Toasty Peach and Mango ParfaitsBotanica Health
March 5, 2018
This delicious treat is perfect for breakfast OR dessert. Thick layers of creamy yogurt with roasted fruits laced with toasted crumble. And the hidden benefit is Botanica Perfect Omega Peach Mango – an essential high potency fish oil. Two teaspoons per parfait glass drizzled into the toasty fruits will give an adult 750 mg of Omega 3.
Recipe Type: Breakfast Dessert Snacks
- 1/3 cup (75 mL) quick-cooking oats
- 1/3 cup (75 mL) chopped pistachios or almonds, plus extra for garnish
- ¼ cup (60 mL) all-purpose flour
- 2 tbsp (30 mL) light brown sugar
- 3 tbsp (45 mL) Botanica Coconut Oil, melted
- Pinch of salt
- 2 large peaches, peeled and pitted
- 1 ataulfo mango, peeled and pit removed
- 3 Tbsp (45 mL) brown sugar or coconut sugar
- 1 cup (250 mL) plain, full fat Greek yogurt
- 4 tsp (20 mL) Botanica Peach Mango Perfect Omega
- Maple syrup
1. Preheat oven to 350 F (180 C).
2. In a medium bowl, combine oats, nuts, flour and sugar. Stir in coconut oil until evenly blended. Add a sprinkle of salt.
3. Spread mixture onto a small baking sheet. Toast in oven for 10 minutes or until crispy. Stir occasionally. Remove and cool in pan on rack.
4. Increase oven temperature to 500 F (260 C). Slice peaches and mango and spread out on a baking sheet. Sprinkle with sugar. Bake in the oven for about 5 minutes or until they begin to turn golden in places. Remove and cool.

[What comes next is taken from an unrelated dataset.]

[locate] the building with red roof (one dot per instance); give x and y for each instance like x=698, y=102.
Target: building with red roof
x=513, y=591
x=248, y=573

5. To serve, place a few slices of fruit in the bottom of two parfait glasses. Drizzle each with a teaspoon Omegalicious. Sprinkle fruit with some toasted oat mixture and ¼ cup (60 mL) scoop yogurt. Repeat layers ending with a little of the toasted oat mixture and a drizzle of maple syrup. Enjoy!